SPOKANE VALLEY, WA -- Key Tronic today announced fiscal second quarter revenue of $111.7 million, down 5.7% from a year ago.

For the period ended Dec. 30, the company had a net loss of $200,000, compared to net income of $1.5 million last year.

The EMS firm took discrete charges for unrepatriated overseas earnings and a write-down of certain deferred tax assets related to tax reform and an adjustment relating to foreign exchange totaling approximately $1.1 million. In coming quarters, the company expects its estimated effective tax rate will drop five percentage points to 20%.

Excluding the impact of the discrete tax adjustments, net income was approximately $900,000.

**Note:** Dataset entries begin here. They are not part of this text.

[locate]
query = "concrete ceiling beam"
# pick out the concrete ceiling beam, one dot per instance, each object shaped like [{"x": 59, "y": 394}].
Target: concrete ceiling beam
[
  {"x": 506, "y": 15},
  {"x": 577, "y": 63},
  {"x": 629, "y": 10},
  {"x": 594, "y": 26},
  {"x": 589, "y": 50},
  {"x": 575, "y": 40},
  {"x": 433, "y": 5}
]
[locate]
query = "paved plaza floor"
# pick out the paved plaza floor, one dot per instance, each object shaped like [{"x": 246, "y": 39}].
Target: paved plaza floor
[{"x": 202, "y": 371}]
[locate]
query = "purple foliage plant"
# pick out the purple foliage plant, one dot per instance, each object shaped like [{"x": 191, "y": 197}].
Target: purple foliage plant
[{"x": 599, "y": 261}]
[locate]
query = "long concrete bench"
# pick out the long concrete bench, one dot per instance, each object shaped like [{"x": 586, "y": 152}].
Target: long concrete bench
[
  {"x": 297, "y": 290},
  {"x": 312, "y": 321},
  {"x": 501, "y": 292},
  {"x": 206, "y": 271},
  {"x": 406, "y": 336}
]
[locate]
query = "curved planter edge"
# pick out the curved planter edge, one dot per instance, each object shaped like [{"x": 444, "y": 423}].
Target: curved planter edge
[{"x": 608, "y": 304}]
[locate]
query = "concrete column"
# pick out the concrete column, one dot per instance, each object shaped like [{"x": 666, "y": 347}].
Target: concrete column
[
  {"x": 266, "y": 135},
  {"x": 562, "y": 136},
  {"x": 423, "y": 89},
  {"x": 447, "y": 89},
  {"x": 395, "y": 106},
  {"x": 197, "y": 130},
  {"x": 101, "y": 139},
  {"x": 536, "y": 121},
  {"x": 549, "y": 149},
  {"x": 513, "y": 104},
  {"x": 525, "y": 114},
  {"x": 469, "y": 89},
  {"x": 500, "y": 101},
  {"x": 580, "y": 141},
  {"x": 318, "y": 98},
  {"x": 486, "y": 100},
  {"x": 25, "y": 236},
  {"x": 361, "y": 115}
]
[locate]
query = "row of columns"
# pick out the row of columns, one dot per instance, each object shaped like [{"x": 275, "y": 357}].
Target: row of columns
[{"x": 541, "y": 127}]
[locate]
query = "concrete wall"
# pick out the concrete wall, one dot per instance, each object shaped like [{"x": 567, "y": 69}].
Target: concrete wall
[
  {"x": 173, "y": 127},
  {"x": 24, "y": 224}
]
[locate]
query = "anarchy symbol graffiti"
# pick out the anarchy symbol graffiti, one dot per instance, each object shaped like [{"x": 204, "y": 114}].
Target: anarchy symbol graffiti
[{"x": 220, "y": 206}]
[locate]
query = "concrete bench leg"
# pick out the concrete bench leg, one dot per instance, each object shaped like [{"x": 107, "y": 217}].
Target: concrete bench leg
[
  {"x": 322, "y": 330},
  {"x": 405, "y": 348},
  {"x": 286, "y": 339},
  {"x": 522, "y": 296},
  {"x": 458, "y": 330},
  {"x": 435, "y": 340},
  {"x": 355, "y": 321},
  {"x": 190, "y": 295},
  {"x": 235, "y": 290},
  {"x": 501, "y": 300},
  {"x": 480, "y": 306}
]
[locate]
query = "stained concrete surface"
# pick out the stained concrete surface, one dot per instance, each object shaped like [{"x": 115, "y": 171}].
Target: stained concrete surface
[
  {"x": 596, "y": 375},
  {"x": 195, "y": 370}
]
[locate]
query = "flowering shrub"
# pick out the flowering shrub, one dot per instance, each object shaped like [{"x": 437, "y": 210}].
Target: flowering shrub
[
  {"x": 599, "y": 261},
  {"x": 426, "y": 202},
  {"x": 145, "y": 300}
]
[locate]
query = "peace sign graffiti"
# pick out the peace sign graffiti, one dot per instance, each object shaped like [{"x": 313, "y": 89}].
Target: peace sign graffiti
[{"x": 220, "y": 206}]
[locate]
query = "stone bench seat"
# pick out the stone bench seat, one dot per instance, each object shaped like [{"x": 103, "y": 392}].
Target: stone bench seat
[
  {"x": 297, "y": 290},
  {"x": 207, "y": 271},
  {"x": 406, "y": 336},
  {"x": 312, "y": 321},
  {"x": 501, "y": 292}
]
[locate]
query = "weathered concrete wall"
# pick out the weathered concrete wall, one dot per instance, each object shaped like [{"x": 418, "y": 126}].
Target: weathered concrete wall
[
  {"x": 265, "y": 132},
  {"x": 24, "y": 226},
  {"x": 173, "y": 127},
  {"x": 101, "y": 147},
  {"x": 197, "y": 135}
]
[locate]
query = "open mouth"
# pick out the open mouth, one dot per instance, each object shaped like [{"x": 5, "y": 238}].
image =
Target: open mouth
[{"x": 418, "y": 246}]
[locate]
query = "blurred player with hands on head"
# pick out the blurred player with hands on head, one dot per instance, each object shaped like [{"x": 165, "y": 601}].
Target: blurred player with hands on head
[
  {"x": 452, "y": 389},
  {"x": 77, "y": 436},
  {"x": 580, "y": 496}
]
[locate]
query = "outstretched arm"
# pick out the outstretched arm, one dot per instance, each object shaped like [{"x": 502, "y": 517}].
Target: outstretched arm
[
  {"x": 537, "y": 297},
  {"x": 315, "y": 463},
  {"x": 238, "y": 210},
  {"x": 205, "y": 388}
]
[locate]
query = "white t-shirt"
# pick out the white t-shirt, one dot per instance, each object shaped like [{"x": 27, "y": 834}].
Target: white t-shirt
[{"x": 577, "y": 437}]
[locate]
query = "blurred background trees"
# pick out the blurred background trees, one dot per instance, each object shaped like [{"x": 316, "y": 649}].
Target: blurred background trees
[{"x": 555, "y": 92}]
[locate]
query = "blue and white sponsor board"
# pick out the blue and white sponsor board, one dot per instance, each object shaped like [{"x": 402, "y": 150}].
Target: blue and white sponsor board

For the quarter, gross margin was 7.9% and operating margin was 1.5%, compared to 8.1% and 2.1%, respectively, in the same period of fiscal 2017.

“New programs continue to ramp and we have continued to win significant new business from EMS competitors, including two new programs involving products for new and established customers in IoT for consumers and commercial applications,” said Craig Gates, president and chief executive. “While changes in the U.S. corporate tax law may have caused a net loss in the second quarter, we expect to benefit by paying less taxes in the U.S. under the new law in coming periods.

“Moving into the third quarter, we continue to see a strong pipeline of potential new business and our new programs continue to ramp. Recent customer wins are expected to contribute to sales growth in coming quarters. The details of the manufacturing ramp discussed last quarter relating to a consumer security product are yet to be finalized.”

During the third quarter, the Company anticipates charges of approximately $700,000 for legal expenses in connection with a binding arbitration hearing relating to roughly $10 million of purchased and paid inventory and receivables due from a former customer. In addition to the inventory at issue in the arbitration, the Company is pursuing reimbursement for certain cancellation fees and other carrying costs already expensed but believed to be contractually due from the former customer. The Company has not accrued for any outcomes related to the claim, which could result in a one-time gain or loss.

Key Tronic will also take about $500,000 in severance costs related to workforce reductions in Mexico during the March quarter. The moves should reduce overall Mexican facility expenses by 9% in the June quarter and beyond. Gates added that the US facilities are "increasingly profitable." For its fiscal third quarter, the company expects to revenue in the range of $110 million to $115 million.